Strengths and limitations
- Strength — it times the calm before the move. Rather than chasing, you prepare during the quiet and act when volatility returns.
- Strength — favourable risk shape. Squeezes tend to break into clean moves, so a tight stop near the squeeze range can pair with a larger potential gain.
- Limitation — direction is unknown in advance. A squeeze tells you a move is likely, not which way. You have to wait for the break, and sometimes it breaks the 'wrong' way.
- Limitation — false starts. Price can poke outside a band and fall back. Confirmation — a close beyond the band rather than an intraday touch — reduces these.
Build a Bollinger squeeze strategy on PSX Algos
PSX Algos ships a Bollinger squeeze starter template, plus ready-made volatility building blocks like band width and %B in the builder. Define your squeeze condition and the breakout trigger, then backtest it across a decade of PSX history to see how the breakouts resolved before trading it live.
Open the Bollinger Squeeze template →Frequently asked
What is a Bollinger squeeze in simple terms?

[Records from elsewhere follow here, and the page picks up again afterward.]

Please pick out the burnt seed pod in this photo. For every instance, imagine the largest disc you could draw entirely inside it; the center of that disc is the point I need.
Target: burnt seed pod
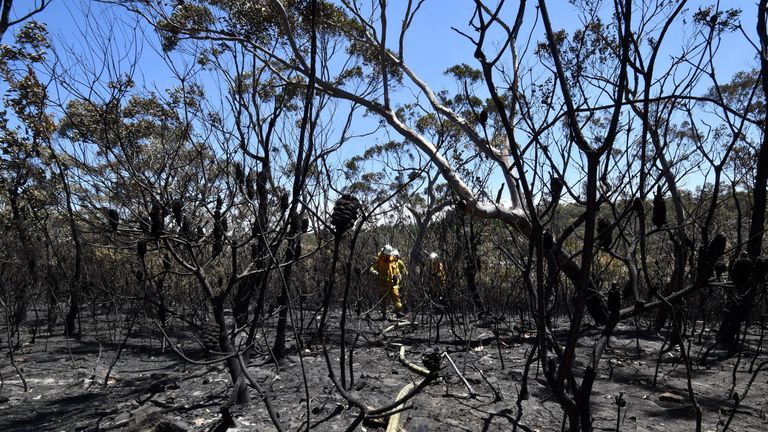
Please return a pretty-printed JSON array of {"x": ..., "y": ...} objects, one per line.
[
  {"x": 156, "y": 218},
  {"x": 114, "y": 219},
  {"x": 659, "y": 218},
  {"x": 239, "y": 174},
  {"x": 556, "y": 188},
  {"x": 250, "y": 190},
  {"x": 432, "y": 359},
  {"x": 177, "y": 209},
  {"x": 483, "y": 117},
  {"x": 741, "y": 270},
  {"x": 284, "y": 202},
  {"x": 716, "y": 247},
  {"x": 345, "y": 213},
  {"x": 604, "y": 233},
  {"x": 141, "y": 248}
]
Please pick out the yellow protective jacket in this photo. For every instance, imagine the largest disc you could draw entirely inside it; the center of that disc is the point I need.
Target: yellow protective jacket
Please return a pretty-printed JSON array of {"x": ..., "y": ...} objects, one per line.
[
  {"x": 437, "y": 274},
  {"x": 390, "y": 270}
]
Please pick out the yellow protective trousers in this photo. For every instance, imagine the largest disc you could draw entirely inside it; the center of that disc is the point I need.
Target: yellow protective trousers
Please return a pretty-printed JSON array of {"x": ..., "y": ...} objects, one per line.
[{"x": 390, "y": 293}]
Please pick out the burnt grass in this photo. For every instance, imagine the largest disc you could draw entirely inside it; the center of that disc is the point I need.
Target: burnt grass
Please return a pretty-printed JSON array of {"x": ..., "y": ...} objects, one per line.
[{"x": 151, "y": 387}]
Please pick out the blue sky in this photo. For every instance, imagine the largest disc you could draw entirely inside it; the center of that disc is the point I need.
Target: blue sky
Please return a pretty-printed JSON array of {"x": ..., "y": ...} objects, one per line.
[{"x": 432, "y": 45}]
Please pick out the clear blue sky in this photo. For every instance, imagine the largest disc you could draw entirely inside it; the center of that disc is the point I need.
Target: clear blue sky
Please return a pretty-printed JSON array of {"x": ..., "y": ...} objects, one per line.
[{"x": 432, "y": 46}]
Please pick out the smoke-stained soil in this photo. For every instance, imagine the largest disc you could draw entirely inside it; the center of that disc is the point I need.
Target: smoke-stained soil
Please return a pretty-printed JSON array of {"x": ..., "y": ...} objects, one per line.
[{"x": 151, "y": 388}]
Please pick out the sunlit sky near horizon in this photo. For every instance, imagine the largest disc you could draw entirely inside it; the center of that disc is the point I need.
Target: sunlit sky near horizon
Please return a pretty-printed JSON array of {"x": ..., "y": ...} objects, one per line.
[{"x": 431, "y": 47}]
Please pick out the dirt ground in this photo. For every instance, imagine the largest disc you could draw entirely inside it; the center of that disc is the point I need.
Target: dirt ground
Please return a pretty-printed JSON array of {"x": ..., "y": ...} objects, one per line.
[{"x": 151, "y": 388}]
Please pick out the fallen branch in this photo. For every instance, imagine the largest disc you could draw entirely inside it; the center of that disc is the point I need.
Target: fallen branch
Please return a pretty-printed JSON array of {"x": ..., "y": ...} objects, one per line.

It is when a stock's price range gets unusually narrow, shown by Bollinger Bands pulling close together. It often precedes a larger move, and the strategy trades the breakout that follows.
Does a squeeze tell you which way price will break?
No. A squeeze signals that a move is likely but not its direction. Traders typically wait for price to close outside a band to confirm the direction before entering.
How do you measure a Bollinger squeeze?
By the band width — the distance between the upper and lower bands. A squeeze is flagged when band width falls to an unusually low level, such as its narrowest reading over the last 20 days.
What is the difference between a squeeze and a breakout strategy?
A squeeze focuses on the volatility setup — the quiet period before a move — while a momentum breakout focuses on price clearing a recent high. The two often combine: a squeeze identifies the coil, the breakout confirms the release.